An international team1 led by Alexandre Santerne from Instituto de Astrofísica e Ciências do Espaço (IA), made a 5-year radial velocity campaign of Kepler’s giant exoplanet candidates, using the SOPHIE spectrograph (Observatory of Haute-Provence, France), and found that 52,3% were actually eclipsing binaries, while 2,3% were brown dwarfs. Santerne (IA & University of Porto), first author of this paper commented: “It was thought that the reliability of the Kepler exoplanets detection was very good – between 10 and 20% of them were not planets. Our extensive spectroscopic survey, of the largest exoplanets discovered by Kepler, shows that this percentage is much higher, even above 50%.

The news article above is unclear about the number of candidates total this study actually looked at and pinned down. It appears they began looking at the full database of almost 9,000 candidates, but then narrowed it to 125. Were 50% of the 9,000 false positives, or of the 125? The article is unclear.

At first glance, this study appears to tell us that there might be fewer giant Jupiter-sized exoplanets out there than previously thought. Then again, the data is uncertain enough that this conclusion could easily be wrong. The real take-away is that the science of exoplanets has only just begun, and that sweeping generalizations about the nature of solar systems in the galaxy are exceedingly unreliable. We simply don’t know enough yet.


  • MikeP

    Just think of the brown dwarfs and smaller stars in the binary systems as luminous planets and the uncertainty goes away.

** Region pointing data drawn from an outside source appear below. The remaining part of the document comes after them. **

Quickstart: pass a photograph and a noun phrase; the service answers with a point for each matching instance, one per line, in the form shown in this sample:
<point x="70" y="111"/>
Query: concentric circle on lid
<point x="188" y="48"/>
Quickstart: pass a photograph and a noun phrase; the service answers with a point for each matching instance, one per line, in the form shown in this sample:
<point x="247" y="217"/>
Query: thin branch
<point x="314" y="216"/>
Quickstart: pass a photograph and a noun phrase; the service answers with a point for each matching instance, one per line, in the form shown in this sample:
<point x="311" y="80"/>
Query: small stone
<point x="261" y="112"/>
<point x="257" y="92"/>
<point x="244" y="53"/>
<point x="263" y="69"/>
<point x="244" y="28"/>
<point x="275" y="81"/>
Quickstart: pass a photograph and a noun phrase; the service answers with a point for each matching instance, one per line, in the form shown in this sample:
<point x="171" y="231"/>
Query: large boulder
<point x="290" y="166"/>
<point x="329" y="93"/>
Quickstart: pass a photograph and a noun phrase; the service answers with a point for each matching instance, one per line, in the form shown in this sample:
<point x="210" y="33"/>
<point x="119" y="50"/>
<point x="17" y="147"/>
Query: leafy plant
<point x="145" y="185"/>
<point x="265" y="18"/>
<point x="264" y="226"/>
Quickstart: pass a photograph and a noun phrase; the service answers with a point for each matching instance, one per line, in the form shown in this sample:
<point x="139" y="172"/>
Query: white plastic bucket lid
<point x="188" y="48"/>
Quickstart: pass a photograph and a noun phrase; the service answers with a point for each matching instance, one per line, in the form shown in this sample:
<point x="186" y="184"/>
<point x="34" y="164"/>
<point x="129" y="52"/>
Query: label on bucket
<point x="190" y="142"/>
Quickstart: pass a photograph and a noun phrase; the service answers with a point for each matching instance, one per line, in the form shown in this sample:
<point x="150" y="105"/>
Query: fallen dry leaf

  • Really? Your research capabilities amaze me. I suppose we can now abandon any further research effort, because you have explained everything astronomers are so unsure of, and thus have no need to waste our time trying to figure things out. MikeP knows, and can explain all!

  • MikeP

    Robert, I am not saying anything that they aren’t saying. They state that it is binary systems and binary systems including brown dwarfs that are causing “false positives” for planets. The “planets” in that half of the sample are thus orbiting stars. You could view such orbiting stars, in a sense, as luminous planets.

  • PeterF

    Perhaps it would be more useful to describe Kepler as successful in detecting eclipsing events but that those events were not necessarily planetary in origin. This is the reason that astronomers need to verify the cause of the eclipsing event. Only after verification by an alternate sensor can “dual phenomenology” be cited as reasonable certainty that an exoplanetary system has been identified.
    Also remember that Kepler is useful only in detecting systems whose orbital plane aligns with our system. Frankly, I am surprised that they have found as many candidates as they have. (If you lived on Pluto, how long would you have to observe the sun before you observed any planet other than Mercury eclipsing the sun?) multiply that by (a billion?, a trillion?) to calculate the length of time required to observe a neighboring star to get even a glimpse of a transit of a planet orbiting at one AU.